After a successful rollout in the U.S. earlier this year, Amazon is expanding support for end-to-end encryption for video captured on its Ring products.
“By default, Ring already encrypts customer videos when they are uploaded to the cloud (in transit) and stored on Ring’s servers (at rest),” Ring CTO Josh Roth wrote in an Amazon blog Tuesday.
“Now,” he continued, “customers around the world, with eligible Ring devices, can opt into video end-to-end encryption, to add an extra layer of security that only allows their videos to be viewed on their enrolled mobile device.”
Jon Jarboe, a developer advocate at Accurics, a cyber resilience company in Pleasanton, Calif. explained that end-to-end encryption is a security best practice because it protects the confidentiality of communications — controlling who is able to see or hear the communication.

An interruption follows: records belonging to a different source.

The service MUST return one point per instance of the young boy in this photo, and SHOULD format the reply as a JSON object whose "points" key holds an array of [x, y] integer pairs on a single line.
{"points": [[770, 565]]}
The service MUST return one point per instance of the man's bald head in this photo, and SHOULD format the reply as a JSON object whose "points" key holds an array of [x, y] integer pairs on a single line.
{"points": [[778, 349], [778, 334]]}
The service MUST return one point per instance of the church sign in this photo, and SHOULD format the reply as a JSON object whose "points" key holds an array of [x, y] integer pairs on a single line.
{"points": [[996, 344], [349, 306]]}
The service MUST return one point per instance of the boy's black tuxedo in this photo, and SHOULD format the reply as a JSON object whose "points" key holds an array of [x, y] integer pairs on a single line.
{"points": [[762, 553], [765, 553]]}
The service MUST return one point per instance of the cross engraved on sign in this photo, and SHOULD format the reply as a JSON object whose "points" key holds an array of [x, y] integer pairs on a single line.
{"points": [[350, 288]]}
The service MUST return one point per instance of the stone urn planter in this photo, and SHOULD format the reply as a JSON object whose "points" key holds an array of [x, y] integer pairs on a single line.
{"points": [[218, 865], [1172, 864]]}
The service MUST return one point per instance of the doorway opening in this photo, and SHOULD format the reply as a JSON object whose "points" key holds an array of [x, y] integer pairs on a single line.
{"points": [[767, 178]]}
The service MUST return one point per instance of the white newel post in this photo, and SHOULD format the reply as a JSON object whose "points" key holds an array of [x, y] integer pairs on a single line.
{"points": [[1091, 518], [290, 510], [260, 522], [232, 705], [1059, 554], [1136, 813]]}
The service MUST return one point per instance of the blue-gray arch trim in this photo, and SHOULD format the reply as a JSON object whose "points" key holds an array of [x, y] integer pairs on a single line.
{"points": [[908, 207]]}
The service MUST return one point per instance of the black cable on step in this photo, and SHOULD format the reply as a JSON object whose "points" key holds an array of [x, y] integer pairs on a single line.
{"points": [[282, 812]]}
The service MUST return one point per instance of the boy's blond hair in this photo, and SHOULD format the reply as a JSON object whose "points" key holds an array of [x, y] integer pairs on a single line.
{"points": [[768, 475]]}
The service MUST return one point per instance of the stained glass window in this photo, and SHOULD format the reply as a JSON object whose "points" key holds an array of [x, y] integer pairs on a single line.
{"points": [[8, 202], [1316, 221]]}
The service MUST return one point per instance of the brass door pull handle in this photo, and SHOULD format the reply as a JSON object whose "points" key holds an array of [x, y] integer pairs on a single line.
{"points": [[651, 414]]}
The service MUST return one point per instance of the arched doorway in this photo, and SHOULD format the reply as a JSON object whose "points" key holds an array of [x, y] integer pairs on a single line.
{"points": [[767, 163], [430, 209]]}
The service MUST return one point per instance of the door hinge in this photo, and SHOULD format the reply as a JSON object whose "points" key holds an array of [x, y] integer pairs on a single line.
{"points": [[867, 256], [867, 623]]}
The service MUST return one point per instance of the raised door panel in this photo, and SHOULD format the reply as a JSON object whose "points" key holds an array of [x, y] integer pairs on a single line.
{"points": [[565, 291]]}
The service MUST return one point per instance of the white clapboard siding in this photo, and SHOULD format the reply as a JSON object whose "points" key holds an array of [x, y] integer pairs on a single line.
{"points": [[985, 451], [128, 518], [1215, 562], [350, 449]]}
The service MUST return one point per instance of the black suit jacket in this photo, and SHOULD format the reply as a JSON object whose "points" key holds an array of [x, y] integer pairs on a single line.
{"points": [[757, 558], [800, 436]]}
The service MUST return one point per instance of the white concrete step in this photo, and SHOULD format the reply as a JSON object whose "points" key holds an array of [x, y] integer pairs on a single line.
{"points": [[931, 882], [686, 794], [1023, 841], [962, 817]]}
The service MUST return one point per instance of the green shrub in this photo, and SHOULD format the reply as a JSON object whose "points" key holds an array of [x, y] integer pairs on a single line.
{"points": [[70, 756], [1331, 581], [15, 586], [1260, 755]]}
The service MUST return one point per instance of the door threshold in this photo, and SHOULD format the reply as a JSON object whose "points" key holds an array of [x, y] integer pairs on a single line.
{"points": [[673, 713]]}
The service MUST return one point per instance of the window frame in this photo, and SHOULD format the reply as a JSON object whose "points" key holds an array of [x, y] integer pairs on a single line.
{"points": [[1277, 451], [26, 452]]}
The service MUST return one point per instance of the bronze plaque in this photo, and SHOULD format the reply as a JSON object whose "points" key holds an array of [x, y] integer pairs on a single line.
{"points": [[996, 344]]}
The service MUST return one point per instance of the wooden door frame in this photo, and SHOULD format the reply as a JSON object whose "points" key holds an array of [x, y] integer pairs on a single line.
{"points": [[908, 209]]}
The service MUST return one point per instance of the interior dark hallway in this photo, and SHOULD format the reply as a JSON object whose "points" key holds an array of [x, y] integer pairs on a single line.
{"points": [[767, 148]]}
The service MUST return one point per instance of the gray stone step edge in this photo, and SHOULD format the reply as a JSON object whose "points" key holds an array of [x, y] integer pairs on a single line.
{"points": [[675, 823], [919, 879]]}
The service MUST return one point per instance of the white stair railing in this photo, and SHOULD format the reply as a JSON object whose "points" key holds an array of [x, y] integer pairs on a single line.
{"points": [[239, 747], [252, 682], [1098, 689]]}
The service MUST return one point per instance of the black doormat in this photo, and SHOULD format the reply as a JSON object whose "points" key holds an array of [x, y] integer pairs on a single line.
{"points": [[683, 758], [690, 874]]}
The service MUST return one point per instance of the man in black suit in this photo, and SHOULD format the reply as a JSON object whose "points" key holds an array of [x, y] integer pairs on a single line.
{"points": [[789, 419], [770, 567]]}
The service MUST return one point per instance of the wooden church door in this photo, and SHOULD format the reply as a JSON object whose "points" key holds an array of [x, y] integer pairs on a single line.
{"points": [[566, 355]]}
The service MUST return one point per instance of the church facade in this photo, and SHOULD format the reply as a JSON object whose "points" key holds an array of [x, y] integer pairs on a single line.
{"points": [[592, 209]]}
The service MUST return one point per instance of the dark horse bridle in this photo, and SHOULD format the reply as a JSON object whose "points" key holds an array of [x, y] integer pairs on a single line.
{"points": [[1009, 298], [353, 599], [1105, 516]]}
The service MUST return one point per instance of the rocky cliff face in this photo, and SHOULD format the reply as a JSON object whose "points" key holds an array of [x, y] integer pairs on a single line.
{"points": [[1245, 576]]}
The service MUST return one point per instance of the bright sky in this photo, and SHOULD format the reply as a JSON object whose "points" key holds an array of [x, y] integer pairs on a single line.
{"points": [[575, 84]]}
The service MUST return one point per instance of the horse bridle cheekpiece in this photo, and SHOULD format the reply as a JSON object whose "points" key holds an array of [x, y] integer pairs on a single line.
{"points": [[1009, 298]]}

“Modern internet-connected systems typically send communications across many networks and devices, from the camera device over the air to a router, through the internet to a server, and back out to a viewing device.
“If the communication is not properly encrypted,” he continued, “anybody can view it, if they can intercept it at some point along that path.”
Compelling for Consumers
End-to-end encryption can be compelling for consumers, observed Mark N. Vena, senior director for smart home and strategy at Parks Associates in Addison, Texas.
“Our research indicates that privacy still remains a big concern about smart home devices with many customers,” he told TechNewsWorld. “Having encryption is a big deal. Amazon should be applauded for adding that capability with its Ring cameras.”
End-to-end encryption can also boost consumer confidence in a product, maintained Jonathan Collins, a research director at ABI Research.